Reason (R) : The area of region bounded by the parabolas \( y^2 = 4ax \) and \( x^2 = 4by \) is \( \frac{16}{3} ab \).
(a) Both A and R are true and R is the correct explanation for A.
(b) Both A and R are true and R is not the correct explanation for A.
(c) A is true but R is false.
(d) A is false but R is true.
Answer: (d) A is false but R is true.

Question. Assertion (A) : The area of the curve \( y = \sin^2 x \) from 0 to \( \pi \) will be more than that of the curve \( y = \sin x \) from 0 to \( \pi \).

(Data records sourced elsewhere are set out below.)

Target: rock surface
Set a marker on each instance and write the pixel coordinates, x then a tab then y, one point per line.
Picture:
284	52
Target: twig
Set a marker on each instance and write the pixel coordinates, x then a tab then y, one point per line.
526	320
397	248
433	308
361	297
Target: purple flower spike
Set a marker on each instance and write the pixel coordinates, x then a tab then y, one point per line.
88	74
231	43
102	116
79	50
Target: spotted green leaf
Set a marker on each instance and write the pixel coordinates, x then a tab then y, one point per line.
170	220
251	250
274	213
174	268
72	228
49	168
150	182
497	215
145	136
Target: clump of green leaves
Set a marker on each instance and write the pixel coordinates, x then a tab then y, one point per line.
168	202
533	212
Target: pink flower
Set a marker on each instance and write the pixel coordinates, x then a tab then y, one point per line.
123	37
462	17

Reason (R) : \( x^2 > x \), if \( x > 1 \)
(a) Both A and R are true and R is the correct explanation for A.
(b) Both A and R are true and R is not the correct explanation for A.
(c) A is true but R is false.
(d) A is false but R is true.
Answer: (d) A is false but R is true.

Question. Assertion (A) : The area of the ellipse \( 2x^2 + 3y^2 = 6 \) will be more than the area of the circle \( x^2 + y^2 - 2x + 4y + 4 = 0 \).
Reason (R) : The length of the semi-major axis of ellipse \( 2x^2 + 3y^2 = 6 \) is more than the radius of the circle \( x^2 + y^2 - 2x + 4y + 4 = 0 \).
(a) Both A and R are true and R is the correct explanation for A.
(b) Both A and R are true and R is not the correct explanation for A.
(c) A is true but R is false.
(d) A is false but R is true.
Answer: (b) Both A and R are true and R is not the correct explanation for A.